К дверям Смольного им пришлось проталкиваться сквозь огромный людской водоворот. Сомова, приземистого медлительного человека с винтовкой наперевес, то и дело окликали, спрашивали, что за «контру» он ведет. Сомов смеялся: «Их благородие документы позабыли дома…»
В свете, падающем из окон, мелькали оскаленные не то в смехе, не то в злобе лица.
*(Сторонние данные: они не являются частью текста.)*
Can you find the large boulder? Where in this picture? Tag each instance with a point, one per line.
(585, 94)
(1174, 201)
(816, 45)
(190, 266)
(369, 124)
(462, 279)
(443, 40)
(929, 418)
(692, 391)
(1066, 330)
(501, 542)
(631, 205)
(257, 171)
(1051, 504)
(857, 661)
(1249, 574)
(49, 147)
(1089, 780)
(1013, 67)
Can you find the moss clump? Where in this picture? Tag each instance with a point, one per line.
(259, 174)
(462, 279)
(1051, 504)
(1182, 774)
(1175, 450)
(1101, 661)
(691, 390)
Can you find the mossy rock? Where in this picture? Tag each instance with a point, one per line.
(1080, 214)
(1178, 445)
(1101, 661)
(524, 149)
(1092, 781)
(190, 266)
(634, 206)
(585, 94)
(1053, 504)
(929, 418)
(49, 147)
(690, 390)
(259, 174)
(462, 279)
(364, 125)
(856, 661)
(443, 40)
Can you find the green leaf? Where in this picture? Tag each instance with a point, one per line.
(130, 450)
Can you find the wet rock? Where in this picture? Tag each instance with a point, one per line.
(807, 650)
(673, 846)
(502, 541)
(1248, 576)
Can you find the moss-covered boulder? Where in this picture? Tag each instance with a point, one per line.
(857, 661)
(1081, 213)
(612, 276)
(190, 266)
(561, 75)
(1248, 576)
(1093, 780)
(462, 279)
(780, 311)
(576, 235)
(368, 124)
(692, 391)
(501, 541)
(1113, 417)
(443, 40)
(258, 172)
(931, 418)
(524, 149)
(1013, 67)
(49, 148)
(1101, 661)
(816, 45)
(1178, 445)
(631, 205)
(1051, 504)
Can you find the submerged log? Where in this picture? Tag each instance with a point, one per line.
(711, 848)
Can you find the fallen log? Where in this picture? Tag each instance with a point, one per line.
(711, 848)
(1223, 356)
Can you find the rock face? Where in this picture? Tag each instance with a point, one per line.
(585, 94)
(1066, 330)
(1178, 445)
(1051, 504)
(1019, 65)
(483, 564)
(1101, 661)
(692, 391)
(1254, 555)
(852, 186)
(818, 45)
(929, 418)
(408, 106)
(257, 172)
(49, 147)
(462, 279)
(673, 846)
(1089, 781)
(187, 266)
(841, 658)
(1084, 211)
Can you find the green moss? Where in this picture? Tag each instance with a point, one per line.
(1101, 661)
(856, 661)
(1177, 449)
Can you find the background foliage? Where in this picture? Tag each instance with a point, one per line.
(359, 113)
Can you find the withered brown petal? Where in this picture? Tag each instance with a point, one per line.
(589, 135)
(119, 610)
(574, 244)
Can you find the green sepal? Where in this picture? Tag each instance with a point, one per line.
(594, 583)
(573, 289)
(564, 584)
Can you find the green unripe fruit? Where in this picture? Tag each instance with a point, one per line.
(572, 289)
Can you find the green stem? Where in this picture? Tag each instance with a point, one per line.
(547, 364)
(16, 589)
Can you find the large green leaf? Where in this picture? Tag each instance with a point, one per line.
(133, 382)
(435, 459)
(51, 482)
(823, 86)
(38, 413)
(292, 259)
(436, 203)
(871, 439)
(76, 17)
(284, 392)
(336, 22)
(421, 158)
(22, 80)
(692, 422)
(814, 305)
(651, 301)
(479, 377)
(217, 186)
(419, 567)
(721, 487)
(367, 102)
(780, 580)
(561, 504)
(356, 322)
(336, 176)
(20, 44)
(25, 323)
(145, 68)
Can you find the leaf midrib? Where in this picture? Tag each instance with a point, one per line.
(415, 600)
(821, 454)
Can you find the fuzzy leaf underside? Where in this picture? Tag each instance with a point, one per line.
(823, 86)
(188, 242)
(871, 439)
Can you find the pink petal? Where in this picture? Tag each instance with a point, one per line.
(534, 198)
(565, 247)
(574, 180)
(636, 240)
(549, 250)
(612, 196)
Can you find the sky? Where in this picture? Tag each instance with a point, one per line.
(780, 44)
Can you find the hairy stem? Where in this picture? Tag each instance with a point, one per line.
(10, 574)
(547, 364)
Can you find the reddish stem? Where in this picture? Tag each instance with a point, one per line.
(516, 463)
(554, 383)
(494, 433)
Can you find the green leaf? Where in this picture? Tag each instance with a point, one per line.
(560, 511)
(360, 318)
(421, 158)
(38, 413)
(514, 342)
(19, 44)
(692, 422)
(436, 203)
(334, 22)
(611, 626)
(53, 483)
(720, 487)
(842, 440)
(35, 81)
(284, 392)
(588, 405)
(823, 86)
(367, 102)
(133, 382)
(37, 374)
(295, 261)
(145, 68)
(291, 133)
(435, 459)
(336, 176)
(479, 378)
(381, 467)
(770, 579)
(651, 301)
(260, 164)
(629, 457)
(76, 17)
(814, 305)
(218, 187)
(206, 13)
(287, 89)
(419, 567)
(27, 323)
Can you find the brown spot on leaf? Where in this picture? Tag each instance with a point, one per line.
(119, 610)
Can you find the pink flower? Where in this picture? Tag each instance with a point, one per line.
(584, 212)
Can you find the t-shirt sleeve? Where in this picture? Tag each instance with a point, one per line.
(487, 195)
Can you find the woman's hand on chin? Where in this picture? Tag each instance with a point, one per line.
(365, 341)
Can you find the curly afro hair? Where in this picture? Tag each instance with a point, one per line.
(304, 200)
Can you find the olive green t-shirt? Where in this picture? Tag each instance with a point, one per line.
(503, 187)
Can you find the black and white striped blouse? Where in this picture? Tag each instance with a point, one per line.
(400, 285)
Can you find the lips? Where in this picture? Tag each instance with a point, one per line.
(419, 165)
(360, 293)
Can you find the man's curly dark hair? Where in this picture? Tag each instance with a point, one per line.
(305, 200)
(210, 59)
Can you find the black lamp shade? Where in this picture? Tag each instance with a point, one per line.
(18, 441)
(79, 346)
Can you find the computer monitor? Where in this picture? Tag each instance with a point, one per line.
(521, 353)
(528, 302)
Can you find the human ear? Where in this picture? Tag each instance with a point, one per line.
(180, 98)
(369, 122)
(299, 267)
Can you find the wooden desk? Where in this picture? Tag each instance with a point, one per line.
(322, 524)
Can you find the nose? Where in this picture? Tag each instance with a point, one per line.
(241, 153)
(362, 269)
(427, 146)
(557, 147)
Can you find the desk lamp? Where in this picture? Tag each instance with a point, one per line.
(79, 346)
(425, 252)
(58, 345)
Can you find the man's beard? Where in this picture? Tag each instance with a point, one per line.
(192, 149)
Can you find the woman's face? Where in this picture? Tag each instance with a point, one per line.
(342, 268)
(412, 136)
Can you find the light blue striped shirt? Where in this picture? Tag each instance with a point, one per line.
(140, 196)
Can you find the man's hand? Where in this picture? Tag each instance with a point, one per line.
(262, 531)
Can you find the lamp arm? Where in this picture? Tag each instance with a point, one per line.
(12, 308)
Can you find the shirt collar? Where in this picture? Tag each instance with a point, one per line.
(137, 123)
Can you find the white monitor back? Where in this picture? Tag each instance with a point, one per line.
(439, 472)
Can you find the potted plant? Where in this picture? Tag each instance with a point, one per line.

И глядя на них, Михаил Гордеевич все более и более сознавал свою обреченность. Из толчеи этих вооружившихся свирепых людей никогда уже ему не выбраться на волю, не оказаться в отцовском доме на Воскресенской в Красноярске. «Поделом тебе, старый черт! — осудил он себя. — Россию спасать вздумал? А Россия — вот она, скалится на тебя, винтовку наперевес взяла…»
У входа стоял солдат-часовой в папахе, с карабином. Из проема соседних дверей стволами на город были нацелены орудия и пулеметы. Там толпились матросы, готовые по команде открыть огонь.
— Куда? — спросил часовой.
— В пятьдесят шестую, — объяснил Сомов. — Контру туда водим.
В груди Михаила Гордеевича что-то сдвинулось вниз, оставив на своем месте холод. Надежды на спасение не было…
Они поднимались по лестнице — он впереди, Сомов сзади, — а вокруг бурлила неоглядная людская масса: шинели, матросские бушлаты, кожанки. Один, в кожанке, шел им навстречу по лестнице. Бородка клинышком, строгие глаза за стеклами пенсне — он чем-то походил на прилежного служащего, но была в нем какая-то пугающая властность.
Человек в кожанке вгляделся в Михаила Гордеевича и, приостановившись, полюбопытствовал у красногвардейца:
— Кого ведете, товарищ Сомов?
— Да вот, Яков Михайлович, поймали господина капитана среди ночи без документов. Приказ имею сдать в пятьдесят шестую. Там узнают, что за птица.
— Там узнают, — согласился человек в кожанке и сбежал по ступеням.